The attacks on Sheikh Maqsoud and Ashrafieh in Aleppo are not only a conflict in which weapons speak; they are also an information war in which words, concepts, and the boundaries of what is considered “normal” are decided. Every escalation on the ground is repackaged the next day on screens and in news texts through ready-made frames such as “stability,” “security,” “counterterrorism,” and “integration.” That package often makes the attack itself disappear—while reducing the right to life and political agency of those under attack to a secondary footnote.

At the center of this information war stands the language engineered by the Turkish state. Its power does not come only from being broadcast by state outlets, but from producing a template that large segments of society accept as “reasonable” and “ordinary.” The template is simple: organized Kurdish political will is coded as a “security threat,” while Kurds as a people are individualized, depoliticized, and pushed toward disorganization. In this model, “Kurds” appear on television, but concepts such as organized rights-claims, local democracy, self-defense, political representation, equal citizenship, and legal guarantees are kept out of frame. Even the translation of Turkish insults and contempt into Kurdish—then circulated back into Kurdish-language space—belongs to the same logic: the aim is not to support Kurdish language, but to use Kurdish language to weaken Kurdish agency.

This is not the work of a single channel. State broadcasters, pro-government mainstream media, “expert” commentators, security-aligned think tanks, and coordinated social media networks carry the same storyline in different packaging.
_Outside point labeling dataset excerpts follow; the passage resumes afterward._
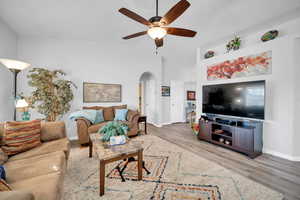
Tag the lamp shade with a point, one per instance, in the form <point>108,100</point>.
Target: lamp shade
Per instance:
<point>14,64</point>
<point>157,32</point>
<point>21,103</point>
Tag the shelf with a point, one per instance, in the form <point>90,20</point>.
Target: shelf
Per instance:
<point>222,135</point>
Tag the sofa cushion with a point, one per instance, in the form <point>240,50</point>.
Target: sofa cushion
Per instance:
<point>21,136</point>
<point>46,147</point>
<point>52,130</point>
<point>120,114</point>
<point>119,107</point>
<point>3,157</point>
<point>96,127</point>
<point>4,186</point>
<point>46,187</point>
<point>35,166</point>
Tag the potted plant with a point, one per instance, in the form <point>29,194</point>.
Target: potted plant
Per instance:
<point>52,94</point>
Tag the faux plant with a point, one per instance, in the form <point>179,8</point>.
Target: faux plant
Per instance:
<point>113,129</point>
<point>234,44</point>
<point>52,94</point>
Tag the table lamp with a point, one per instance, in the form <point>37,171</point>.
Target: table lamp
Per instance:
<point>15,67</point>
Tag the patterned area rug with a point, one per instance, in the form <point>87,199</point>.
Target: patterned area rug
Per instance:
<point>176,174</point>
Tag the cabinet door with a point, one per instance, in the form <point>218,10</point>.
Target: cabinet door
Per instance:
<point>243,139</point>
<point>204,130</point>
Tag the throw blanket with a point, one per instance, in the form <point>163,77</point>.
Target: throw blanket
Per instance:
<point>87,114</point>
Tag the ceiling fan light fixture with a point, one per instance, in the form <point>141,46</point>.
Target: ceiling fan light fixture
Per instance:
<point>157,33</point>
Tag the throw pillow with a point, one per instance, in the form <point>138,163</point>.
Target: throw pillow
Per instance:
<point>121,114</point>
<point>21,136</point>
<point>4,186</point>
<point>99,117</point>
<point>2,172</point>
<point>3,157</point>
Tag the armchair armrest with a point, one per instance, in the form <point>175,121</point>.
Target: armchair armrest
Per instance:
<point>82,130</point>
<point>16,195</point>
<point>52,131</point>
One performs blunt propaganda; another speaks in the tone of “moderate analysis;” a third adopts the language of “humanitarian concern.” Yet the shared objective remains: an attack becomes an “operation,” an occupation becomes a “security measure,” and a people’s resistance becomes a “clash.” When the words change, the moral frame changes with them. An assault that tramples human dignity is suddenly debated as “stability,” while civilian deaths and displacement are treated as “unavoidable side effects.”

The seepage of this template into global media often feeds on asymmetries of access and sourcing. International agencies and foreign correspondents, pressed for speed and proximity, frequently begin with “official statements” and “easily accessible sources,” and the first frame is set there. Then that frame is reinforced through diplomatic messaging, security commentators, and repetition under the banner of “balance.” As a result, the language of “peace,” “integration,” and “stability” grows—while the security of Kurdish civilians, local self-government, political representation, language and identity guarantees, and civilian protection mechanisms shrink.

But what is at stake in Aleppo and across Kurdish regions of Syria is not an abstract notion of “security.” It is the concrete protection of civilian life. An information war is not only about telling lies; it is a struggle over what becomes visible, what is treated as legitimate, what is labeled “extreme,” and what gets normalized. That is why marketing attacks under the label of “peace” is not merely political manipulation—it is also an assault on dignity that denies the reality of people’s suffering. This text begins precisely here: to expose the language that launders attacks as “peace,” to keep civilian reality at the center, and to restore the Kurdish people’s status as political subjects—not as objects of someone else’s narrative.